Wireless ANZAC goes on exhibition
Australian World War I Wireless Operator Eric Keast Burke, a photographer, journalist and radio experimenter with the amateur callsign XMO, has a public exhibition that starts this week at a gallery in Melbourne’s east. The Australian War Memorial reports very little has been written about the Wireless ANZACs in Mesopotamia, due to them being small in number and mainly technical troops keeping the battlefield lines of communications open.
Jim Linton - VK3PC
The ANZAC 100 series of articles in Amateur Radio magazine 2015 also covered the work of Wireless ANZACs, including Bert Billings XJP and Arnold Holst XPH.
Now comes the story of Eric Keast Burke XMO who was in Mesopotamia from 1918-19 in the 1st Australian Wireless Signal Squadron, Mesopotamian Expeditionary Force. Born in Christchurch, New Zealand, he went to Sydney with his family in 1904. He joined the Australian Infantry Force after training at Moore Park Sydney. He also helped his father edit the Australasian Photo-Review. Late in 1917, Eric was sent to Mesopotamia as part of the Australian and New Zealand Wireless Signal Squadron, and took a camera with accessories to help record the experience.
His squadron stayed in the region for a year after the armistice.
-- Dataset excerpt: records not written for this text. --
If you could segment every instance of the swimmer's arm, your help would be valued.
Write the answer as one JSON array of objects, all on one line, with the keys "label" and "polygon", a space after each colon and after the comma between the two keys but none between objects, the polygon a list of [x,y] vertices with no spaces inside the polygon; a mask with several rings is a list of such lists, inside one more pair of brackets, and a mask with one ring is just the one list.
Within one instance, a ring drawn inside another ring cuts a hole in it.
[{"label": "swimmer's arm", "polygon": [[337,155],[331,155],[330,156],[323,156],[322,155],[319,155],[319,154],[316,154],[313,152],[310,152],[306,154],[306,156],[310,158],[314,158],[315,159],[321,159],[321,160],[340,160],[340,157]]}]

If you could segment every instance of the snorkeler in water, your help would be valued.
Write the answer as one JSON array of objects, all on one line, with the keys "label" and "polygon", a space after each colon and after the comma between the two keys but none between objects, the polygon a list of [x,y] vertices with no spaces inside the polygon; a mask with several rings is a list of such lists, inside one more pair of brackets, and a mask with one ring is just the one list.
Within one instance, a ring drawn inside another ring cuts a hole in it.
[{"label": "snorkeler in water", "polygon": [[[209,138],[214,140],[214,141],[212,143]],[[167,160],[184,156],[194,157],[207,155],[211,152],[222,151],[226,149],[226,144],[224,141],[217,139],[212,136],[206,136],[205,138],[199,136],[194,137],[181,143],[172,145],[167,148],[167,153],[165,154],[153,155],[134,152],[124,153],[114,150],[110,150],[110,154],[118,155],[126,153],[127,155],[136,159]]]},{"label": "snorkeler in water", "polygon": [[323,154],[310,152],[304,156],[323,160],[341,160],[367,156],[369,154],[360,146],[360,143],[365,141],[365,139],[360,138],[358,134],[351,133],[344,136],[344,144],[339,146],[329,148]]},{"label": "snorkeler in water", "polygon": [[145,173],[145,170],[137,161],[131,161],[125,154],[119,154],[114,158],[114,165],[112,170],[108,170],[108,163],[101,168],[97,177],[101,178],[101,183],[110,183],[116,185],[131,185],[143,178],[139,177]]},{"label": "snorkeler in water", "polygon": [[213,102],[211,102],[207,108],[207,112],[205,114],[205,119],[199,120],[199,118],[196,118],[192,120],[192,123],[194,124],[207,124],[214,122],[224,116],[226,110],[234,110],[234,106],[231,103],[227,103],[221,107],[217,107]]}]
Proudly through photos and lantern slides he held lectures that eventual funded publication of the wireless unit history.
These are at The Highway Gallery in Mt Waverley with its exhibition of ‘Horse & Morse WWI’, from August 19 to September 11. During World War II Eric also served as a Captain in the Volunteer Defence Corps, and worked in intelligence.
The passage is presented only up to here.